Vegeta desidera le Sfere, desidera vendicarsi di Frieza e desidera sconfiggere Kakarott. Ma deve giocare bene le sue carte e scegliere con cura i suoi eventuali alleati, per evitare di rimetterci la vita.
Che cosa accadrebbe se, diversamente dall'originale, i principe e la scienziata si incontrassero e si parlassero già in quest'occasione?

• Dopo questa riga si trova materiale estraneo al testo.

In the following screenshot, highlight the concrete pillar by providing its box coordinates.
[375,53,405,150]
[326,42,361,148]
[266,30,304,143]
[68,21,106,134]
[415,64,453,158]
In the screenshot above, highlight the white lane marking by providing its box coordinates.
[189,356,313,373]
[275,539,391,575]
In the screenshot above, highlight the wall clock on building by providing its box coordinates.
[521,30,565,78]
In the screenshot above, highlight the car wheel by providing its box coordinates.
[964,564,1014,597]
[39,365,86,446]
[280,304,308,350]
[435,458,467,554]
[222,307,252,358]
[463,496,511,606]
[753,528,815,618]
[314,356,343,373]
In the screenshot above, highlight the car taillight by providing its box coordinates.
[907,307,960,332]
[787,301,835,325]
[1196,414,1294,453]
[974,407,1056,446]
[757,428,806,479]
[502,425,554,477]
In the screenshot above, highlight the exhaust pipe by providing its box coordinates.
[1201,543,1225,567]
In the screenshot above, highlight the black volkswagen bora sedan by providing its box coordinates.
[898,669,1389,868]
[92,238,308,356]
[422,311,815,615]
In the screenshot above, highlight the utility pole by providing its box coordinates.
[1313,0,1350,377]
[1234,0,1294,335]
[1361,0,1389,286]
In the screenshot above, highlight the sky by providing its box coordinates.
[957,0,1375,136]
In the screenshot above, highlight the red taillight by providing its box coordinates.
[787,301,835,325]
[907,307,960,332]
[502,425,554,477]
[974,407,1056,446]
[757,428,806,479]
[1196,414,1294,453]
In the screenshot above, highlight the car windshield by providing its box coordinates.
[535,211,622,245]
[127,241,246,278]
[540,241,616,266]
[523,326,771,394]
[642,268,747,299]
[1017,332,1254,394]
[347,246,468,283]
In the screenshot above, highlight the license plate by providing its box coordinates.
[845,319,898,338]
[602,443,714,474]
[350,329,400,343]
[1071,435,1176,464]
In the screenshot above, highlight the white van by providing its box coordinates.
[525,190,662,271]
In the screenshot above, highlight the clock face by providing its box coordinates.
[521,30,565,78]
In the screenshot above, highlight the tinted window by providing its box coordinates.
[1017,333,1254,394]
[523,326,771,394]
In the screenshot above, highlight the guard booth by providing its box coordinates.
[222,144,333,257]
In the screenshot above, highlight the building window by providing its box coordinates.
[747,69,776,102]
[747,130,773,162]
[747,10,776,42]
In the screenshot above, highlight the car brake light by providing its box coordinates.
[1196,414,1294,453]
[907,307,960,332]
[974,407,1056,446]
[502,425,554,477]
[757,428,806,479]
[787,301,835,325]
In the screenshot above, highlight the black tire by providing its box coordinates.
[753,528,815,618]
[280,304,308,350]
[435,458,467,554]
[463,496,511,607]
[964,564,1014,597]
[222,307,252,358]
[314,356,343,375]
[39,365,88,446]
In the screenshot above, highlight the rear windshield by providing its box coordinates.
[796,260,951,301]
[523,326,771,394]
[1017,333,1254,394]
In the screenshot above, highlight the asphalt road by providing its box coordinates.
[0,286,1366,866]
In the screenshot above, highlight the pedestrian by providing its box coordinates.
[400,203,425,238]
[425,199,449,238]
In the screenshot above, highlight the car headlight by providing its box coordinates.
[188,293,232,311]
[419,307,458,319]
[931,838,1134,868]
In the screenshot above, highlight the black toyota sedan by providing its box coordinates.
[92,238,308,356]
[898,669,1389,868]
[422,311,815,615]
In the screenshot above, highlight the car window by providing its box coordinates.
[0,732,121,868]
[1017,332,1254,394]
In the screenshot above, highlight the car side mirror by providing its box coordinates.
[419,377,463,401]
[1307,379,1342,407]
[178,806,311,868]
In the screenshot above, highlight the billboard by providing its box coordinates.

"Qualcosa le piombò addosso con la rapidità del pensiero, inchiodandola alla roccia con una forza disumana, tappandole la bocca e impedendole qualsiasi reazione. Non ebbe neppure il tempo di trasalire.
“Non un fiato…” ringhiò Vegeta, trattenendola saldamente e continuando a premerle sulle labbra con la mano, il viso a un centimetro dal suo.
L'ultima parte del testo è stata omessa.